We learned some tough lessons very quickly, in the early days of online advertising. I was there. I was selling. It was for one of the top meta-search engines on the Internet. We had a premium banner advertising solution, because we could enable advertisers to buy their banner ads against keywords that were relevant to their industry (long before Google mastered it). Of course, the immediate challenge we faced is that ads began showing up on websites that were gaming the search engine space, and brands did not want their ads aligned with these types of publishers and properties. That seems obvious now, but not back in 1999. Online advertising, as we know it today, was non-existent back then. We were the pioneers.
There is irony in this.
If you look at the current rise in programmatic, fake news sites and other unscrupulous publishers creating sites and pages with the sole intent of driving traffic to generate impressions for advertisers, you will notice that we're back to square one.

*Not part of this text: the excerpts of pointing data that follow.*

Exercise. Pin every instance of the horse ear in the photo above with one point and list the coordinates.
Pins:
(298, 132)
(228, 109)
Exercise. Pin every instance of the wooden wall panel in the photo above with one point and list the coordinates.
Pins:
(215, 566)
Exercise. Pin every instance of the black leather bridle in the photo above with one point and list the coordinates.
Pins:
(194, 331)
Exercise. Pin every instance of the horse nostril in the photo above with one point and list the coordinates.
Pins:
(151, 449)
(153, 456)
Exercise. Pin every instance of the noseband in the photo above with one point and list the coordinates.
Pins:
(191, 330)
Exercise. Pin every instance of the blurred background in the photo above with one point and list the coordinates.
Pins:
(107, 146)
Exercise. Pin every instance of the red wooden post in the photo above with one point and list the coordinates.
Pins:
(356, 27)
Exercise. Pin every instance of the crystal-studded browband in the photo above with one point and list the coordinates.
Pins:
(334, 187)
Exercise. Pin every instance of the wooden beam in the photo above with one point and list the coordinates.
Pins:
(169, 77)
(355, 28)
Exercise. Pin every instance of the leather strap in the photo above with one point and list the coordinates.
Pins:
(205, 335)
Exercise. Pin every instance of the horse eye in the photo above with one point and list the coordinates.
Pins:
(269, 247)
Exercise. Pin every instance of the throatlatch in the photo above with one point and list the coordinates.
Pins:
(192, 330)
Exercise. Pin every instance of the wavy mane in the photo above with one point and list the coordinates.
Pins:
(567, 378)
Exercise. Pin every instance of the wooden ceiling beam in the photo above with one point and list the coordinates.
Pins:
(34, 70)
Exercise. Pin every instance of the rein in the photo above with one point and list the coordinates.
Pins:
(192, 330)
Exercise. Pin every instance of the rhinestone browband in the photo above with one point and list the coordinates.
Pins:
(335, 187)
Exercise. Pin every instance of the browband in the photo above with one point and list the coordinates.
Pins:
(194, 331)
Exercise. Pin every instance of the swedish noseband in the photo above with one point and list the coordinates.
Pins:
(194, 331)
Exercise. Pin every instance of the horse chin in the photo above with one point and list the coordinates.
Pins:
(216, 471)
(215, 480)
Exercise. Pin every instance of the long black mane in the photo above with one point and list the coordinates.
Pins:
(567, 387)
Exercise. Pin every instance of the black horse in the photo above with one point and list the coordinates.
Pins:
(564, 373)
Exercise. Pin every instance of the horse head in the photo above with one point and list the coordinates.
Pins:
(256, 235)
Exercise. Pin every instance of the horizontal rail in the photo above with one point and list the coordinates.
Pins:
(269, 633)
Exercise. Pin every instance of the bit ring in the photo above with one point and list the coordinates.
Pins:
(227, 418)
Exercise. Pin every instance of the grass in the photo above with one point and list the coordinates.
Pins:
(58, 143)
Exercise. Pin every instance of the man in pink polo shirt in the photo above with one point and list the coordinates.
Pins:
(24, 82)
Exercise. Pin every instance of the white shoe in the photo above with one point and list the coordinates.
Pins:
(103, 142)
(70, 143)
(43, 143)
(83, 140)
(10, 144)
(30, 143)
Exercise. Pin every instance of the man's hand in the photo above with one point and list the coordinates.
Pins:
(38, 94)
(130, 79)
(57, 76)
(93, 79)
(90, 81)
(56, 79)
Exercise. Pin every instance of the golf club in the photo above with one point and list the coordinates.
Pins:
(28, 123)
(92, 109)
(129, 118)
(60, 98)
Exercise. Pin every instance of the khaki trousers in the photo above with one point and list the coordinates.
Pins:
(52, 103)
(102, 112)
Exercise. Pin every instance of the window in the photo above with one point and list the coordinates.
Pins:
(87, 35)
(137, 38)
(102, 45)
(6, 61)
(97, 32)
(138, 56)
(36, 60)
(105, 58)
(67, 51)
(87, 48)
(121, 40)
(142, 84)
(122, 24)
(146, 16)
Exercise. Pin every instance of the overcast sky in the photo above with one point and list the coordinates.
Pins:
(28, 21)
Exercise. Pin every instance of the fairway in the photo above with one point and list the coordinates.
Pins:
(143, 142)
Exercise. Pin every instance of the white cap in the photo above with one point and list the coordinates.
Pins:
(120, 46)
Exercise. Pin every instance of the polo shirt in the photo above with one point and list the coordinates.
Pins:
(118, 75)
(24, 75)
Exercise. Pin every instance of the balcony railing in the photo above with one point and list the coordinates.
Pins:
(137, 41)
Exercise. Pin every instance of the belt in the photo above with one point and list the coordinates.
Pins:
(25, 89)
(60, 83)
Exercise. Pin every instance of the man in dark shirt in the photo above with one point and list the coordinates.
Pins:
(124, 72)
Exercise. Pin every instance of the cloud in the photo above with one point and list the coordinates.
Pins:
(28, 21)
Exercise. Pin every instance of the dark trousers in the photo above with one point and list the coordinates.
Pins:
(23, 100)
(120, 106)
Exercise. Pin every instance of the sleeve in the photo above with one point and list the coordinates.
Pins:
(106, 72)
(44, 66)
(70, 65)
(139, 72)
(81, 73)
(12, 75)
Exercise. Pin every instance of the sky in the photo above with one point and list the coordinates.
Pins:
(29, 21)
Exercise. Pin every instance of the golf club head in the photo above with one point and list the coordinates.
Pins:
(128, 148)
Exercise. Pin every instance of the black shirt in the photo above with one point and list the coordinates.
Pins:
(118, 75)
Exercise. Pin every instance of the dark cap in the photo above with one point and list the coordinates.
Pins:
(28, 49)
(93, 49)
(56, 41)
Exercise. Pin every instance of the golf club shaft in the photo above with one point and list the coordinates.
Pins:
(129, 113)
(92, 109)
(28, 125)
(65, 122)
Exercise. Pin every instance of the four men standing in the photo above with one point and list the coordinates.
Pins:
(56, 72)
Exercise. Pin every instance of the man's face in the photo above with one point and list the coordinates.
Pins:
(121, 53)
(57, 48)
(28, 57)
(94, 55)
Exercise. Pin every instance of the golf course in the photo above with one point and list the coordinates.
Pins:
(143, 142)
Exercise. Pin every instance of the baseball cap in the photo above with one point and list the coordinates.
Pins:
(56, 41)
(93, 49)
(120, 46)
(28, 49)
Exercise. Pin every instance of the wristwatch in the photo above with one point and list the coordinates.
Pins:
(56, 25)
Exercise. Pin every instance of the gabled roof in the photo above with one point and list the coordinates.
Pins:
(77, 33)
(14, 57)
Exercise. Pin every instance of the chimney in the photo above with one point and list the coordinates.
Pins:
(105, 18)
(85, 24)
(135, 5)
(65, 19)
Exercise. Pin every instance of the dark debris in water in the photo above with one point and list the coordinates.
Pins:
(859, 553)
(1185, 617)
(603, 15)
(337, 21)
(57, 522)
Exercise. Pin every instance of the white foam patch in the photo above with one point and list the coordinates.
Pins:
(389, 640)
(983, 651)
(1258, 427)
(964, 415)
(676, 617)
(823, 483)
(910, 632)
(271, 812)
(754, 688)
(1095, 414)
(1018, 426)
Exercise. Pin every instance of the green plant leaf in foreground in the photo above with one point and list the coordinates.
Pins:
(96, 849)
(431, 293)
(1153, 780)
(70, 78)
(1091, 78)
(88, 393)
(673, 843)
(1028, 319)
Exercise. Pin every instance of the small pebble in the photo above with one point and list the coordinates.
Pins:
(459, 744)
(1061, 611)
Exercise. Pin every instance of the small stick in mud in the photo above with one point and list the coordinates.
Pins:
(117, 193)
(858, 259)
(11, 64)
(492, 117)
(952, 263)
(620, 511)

Same problem as the late nineties. Only now, it's at scale, and there are millions of dollars at play. Think this is over-stating the problem? Read this from The Drum: Russian fraudsters divert $5m a day from major publishers in 'biggest ever ad fraud'.
"the criminals... had created 6,000 domains and 250,267 distinct URLs that looked like legitimate websites. This reportedly tricked the algorithms in the exchanges to thinking their placement was best, over the more trusted websites with the audiences that the ad spend was intended to reach. It says a bot farm was used to create traffic, with 570,000 bots used on the ads... Those bots specifically tricked the system into thinking people were watching as many as 300 million video ads a day, averaging $13.04 per thousand faked views."
You get what you pay for.
Advertisers want one thing: to be where the eyeballs are. What we're now seeing is an advertising format that is so complex that it's hard to know who is the human and who is the bot. So, what's really happening here: advertisers are now the ones who are (unwittingly) being the venture capitalists to sites and organizations that are clearly poisonous to online culture. It's a fact that these fake news sites (and others) are amplifying stories that are not true, or helping to further spread conspiracy theories and other terrible stuff. So, it's one thing when media companies have in their contracts that a brand's advertising cannot appear on gaming or sexual explicit sites, but it's a whole other world when brands are happily paying less, for what they think is more audience at the benefit of automation, when - in reality - they are funding some obviously nefarious organizations. In the end, these brands are now - without question - facing a world of true ethics and scruples. What is the price for all of this automation? Do brands understand these huge ethical questions that are now a true reality?
It's not all bad.
If brands do the work, they can easily find countless great publishers, with inventory that is targeted and relevant to their audience. It may not come cheap. It may not come through automation, but it exists. This is where the problem continues. The work is more complex, it involves human intervention and negotiation. So, here's the thing that brands must face: do you want a perceived audience at low cost with little-to-no human interactions at the cost of corporate ethics and values, or do you want to do the hard work or finding the right space, the right placement, the right creative and the right result for what the brand needs to accomplish (which will cost significantly more).
It seems like an easy answer. Still, it does not seem that brands are answering this very obvious call.